Harvard Family Research Project has been exploring methods for addressing citizen engagement in policies that affect local communities. One such method is the Citizens Research process. Citizens Research is a variation of the Citizens Jury process developed by Ned Crosby at the Jefferson Center in Minnesota. Both share characteristics of other recently developed processes such as Richard Sclove’s Citizens’ Panel, Michael Briand’s Community Convention, and the Danish Consensus Conference. All of these techniques seek to increase the opportunity for deliberative democracy to have an effect on the policy-making process, especially for policymaking done at the local level. Specifically, these methods share the following characteristics:

• Citizens from a community are selected through a random survey and arrayed in a group that is representative of the community in terms of demographic characteristics and relevant attitudes.

• The group is charged with a specific task regarding an issue or policy problem

• Over a series of meetings, the group is educated about the issue by experts and witnesses representing a range of views.

• The group is given adequate time to debate and deliberate together after which they are asked to make a collective recommendation.

• Recommendations are shared with the public.

For Additional Information


The Citizens Jury Method
The Jefferson Center, 7101 York Avenue South, Minneapolis, MN 55435. Tel: 612-926-3292. Fax: 612-926-3199. Website: www.jefferson-center.org

The Citizens Research Method
The Citizens Research Group, 1650 Franklynn Dr., Furlong, PA 18925. Tel: 215-794-5475. Fax: 215-794-5477. Email: twstclaire@aol.com

The Citizens’ Panel Method
The Loka Institute, P.O. Box 355, Amherst, MA 01004. Tel: 413-582-5860 Fax: 413-582-5811. Website: www.loka.org

The Community Convention Method
The Community Self-Leadership Project, Campus Box 308, Trinidad State Junior College. Tel: 719-846-5240. Contact: Michael Briand

The Civic Practices Network maintains a website on deliberative democracy which provides an introduction to basic concepts, links to additional sources, and a suggested reading list.

A key source of legitimacy for this method lies in the extent to which the group represents the larger community. In Crosby’s words, the selection process creates “an authentic voice of the people” for the community that is selected. Another key strength lies in the citizens’ experience of informed and collective deliberation.

For evaluation purposes, this method focuses attention on an important aspect of program assessment. While other methods may be employed to answer the question of whether goals are being attained in a program’s design, implementation, and effectiveness (and if not, why not), this method provides information as to whether the program itself reflects the public will of the community in which it is situated.
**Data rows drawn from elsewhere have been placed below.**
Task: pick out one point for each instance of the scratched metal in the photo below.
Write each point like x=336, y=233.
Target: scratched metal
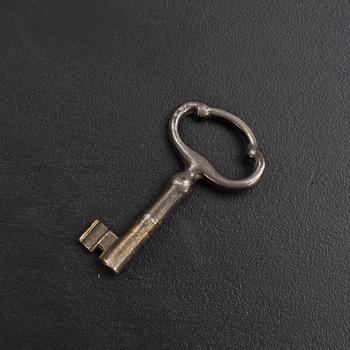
x=116, y=252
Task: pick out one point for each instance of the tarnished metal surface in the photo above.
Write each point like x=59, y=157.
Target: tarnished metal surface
x=118, y=251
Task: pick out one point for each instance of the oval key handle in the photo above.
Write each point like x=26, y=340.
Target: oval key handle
x=117, y=251
x=199, y=164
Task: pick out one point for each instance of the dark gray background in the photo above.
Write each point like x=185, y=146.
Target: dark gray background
x=87, y=89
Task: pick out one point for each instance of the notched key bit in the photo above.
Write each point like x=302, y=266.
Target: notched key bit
x=116, y=252
x=98, y=236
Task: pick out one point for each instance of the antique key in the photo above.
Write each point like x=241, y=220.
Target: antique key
x=117, y=251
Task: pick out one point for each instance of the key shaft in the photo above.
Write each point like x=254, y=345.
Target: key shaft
x=179, y=188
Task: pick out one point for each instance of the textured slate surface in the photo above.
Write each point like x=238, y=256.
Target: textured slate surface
x=86, y=90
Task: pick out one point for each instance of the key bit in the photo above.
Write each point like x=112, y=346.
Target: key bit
x=116, y=252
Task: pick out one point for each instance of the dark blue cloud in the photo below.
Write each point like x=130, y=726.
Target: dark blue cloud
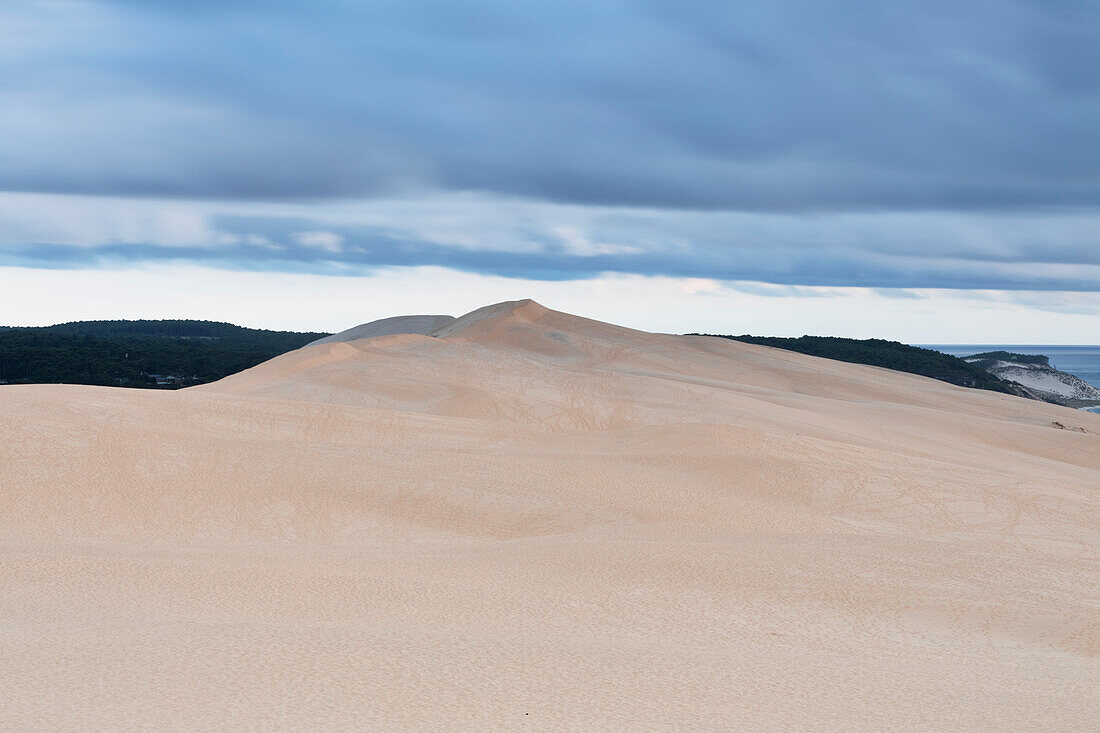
x=304, y=244
x=771, y=106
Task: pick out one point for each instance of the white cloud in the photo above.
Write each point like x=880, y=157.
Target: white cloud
x=304, y=302
x=320, y=240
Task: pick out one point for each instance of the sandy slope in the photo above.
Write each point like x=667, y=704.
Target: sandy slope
x=534, y=521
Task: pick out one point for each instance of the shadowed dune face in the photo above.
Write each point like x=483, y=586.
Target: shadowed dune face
x=524, y=517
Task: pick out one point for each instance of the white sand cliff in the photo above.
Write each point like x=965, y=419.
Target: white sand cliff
x=523, y=520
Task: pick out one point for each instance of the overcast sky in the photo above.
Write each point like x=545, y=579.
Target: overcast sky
x=942, y=152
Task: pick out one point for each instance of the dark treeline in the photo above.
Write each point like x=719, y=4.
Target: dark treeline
x=888, y=354
x=133, y=352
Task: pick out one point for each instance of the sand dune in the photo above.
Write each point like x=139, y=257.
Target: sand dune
x=524, y=520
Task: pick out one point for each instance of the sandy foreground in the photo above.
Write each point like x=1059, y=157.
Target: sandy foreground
x=532, y=521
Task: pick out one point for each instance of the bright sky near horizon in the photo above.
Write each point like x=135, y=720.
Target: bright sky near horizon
x=927, y=172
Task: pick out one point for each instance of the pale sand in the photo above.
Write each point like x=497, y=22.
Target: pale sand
x=538, y=522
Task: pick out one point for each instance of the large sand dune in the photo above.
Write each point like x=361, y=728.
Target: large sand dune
x=526, y=520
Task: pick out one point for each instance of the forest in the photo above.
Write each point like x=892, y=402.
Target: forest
x=138, y=353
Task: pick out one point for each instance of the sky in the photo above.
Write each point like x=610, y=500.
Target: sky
x=927, y=172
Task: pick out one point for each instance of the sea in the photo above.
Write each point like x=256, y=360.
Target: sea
x=1080, y=360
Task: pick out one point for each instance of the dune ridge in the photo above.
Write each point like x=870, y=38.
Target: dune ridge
x=525, y=518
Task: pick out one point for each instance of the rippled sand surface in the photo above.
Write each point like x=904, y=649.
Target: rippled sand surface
x=524, y=520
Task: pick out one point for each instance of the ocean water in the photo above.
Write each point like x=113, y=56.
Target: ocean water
x=1082, y=361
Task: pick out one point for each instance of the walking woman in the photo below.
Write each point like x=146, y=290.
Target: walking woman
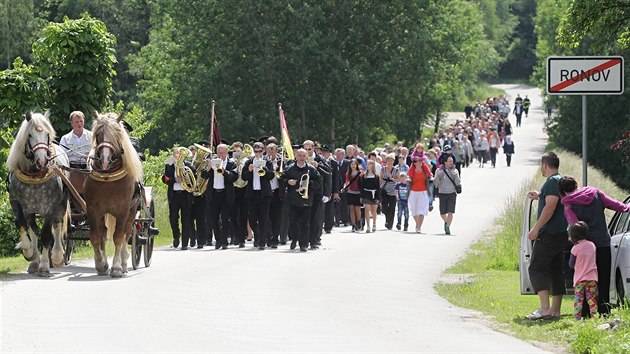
x=495, y=143
x=447, y=181
x=371, y=183
x=418, y=201
x=388, y=190
x=353, y=187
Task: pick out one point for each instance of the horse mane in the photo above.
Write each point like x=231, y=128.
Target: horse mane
x=17, y=159
x=118, y=136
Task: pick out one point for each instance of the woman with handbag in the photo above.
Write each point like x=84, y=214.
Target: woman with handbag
x=449, y=184
x=352, y=188
x=418, y=201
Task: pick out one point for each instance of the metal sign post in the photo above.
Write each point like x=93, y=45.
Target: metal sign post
x=585, y=76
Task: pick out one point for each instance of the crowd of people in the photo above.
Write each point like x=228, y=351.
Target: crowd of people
x=299, y=199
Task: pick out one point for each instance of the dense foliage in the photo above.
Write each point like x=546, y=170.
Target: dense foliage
x=567, y=27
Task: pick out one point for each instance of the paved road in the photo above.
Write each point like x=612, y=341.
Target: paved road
x=359, y=293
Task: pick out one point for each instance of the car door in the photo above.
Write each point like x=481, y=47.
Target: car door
x=620, y=254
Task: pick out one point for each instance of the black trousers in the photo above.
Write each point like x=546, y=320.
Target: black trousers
x=315, y=225
x=275, y=217
x=180, y=202
x=258, y=208
x=285, y=224
x=239, y=213
x=300, y=218
x=389, y=208
x=200, y=219
x=329, y=215
x=220, y=216
x=547, y=263
x=341, y=210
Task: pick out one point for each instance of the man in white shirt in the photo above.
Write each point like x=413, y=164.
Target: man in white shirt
x=78, y=142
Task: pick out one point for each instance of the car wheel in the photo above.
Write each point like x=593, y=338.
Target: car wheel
x=621, y=293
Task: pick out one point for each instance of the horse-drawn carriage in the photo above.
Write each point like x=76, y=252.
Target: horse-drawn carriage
x=106, y=202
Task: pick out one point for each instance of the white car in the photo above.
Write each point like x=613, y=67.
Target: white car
x=619, y=228
x=525, y=251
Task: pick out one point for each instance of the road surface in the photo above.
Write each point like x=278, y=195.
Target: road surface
x=358, y=293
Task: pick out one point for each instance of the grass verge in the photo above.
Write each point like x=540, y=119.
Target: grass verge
x=494, y=289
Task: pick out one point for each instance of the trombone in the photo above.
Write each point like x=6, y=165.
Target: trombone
x=259, y=166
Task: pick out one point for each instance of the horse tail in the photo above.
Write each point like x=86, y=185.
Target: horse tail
x=110, y=224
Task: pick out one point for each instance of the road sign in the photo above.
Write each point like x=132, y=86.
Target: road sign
x=585, y=75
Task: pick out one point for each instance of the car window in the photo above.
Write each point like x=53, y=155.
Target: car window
x=622, y=224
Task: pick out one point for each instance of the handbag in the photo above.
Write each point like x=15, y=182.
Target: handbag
x=345, y=188
x=458, y=187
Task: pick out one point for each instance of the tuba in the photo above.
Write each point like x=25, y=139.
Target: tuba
x=185, y=172
x=240, y=160
x=303, y=188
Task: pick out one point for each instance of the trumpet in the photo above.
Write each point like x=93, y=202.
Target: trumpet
x=303, y=187
x=215, y=163
x=259, y=166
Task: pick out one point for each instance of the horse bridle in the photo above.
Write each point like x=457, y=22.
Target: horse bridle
x=29, y=151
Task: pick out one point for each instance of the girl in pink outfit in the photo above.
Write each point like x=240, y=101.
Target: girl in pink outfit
x=585, y=276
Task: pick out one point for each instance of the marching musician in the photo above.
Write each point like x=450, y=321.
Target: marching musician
x=301, y=179
x=275, y=214
x=321, y=192
x=258, y=172
x=179, y=201
x=220, y=190
x=78, y=142
x=329, y=208
x=199, y=214
x=240, y=208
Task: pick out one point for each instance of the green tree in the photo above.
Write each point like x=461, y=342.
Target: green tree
x=17, y=30
x=76, y=59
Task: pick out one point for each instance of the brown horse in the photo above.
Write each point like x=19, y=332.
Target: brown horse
x=110, y=191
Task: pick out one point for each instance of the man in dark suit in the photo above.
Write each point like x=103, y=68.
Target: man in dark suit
x=321, y=192
x=300, y=207
x=341, y=200
x=179, y=201
x=329, y=207
x=221, y=175
x=258, y=173
x=275, y=210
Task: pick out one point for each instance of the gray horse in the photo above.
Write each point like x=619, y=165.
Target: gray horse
x=35, y=189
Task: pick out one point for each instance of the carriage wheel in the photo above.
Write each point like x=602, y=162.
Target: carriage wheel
x=136, y=248
x=68, y=249
x=148, y=246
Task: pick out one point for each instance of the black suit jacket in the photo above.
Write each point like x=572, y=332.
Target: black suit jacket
x=265, y=185
x=229, y=174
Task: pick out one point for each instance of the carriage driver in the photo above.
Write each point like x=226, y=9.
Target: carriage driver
x=78, y=142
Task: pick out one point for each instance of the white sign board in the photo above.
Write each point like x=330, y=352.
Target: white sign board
x=585, y=75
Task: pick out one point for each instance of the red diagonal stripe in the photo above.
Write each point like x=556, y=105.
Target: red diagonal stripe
x=561, y=86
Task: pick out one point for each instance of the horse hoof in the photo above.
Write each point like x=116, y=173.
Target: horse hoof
x=44, y=273
x=57, y=259
x=33, y=267
x=27, y=257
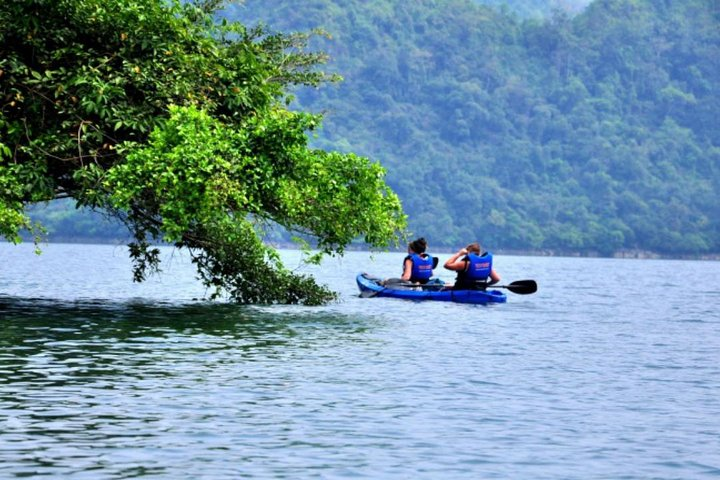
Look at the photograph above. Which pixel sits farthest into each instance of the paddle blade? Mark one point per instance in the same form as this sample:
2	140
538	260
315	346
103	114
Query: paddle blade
522	287
368	293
Some people have argued that big government contributed to the weakening of American civic engagement because it fostered the perception that a large and professionalized bureaucracy takes away the opportunity, perhaps even the need, for civic initiative. The Citizens Research or Citizens Jury process can serve as a bridge for engaging a community with few other forums for public discussion, in issues that will increasingly be decided not at the level of federal government, but at the theoretically more responsive level of local government.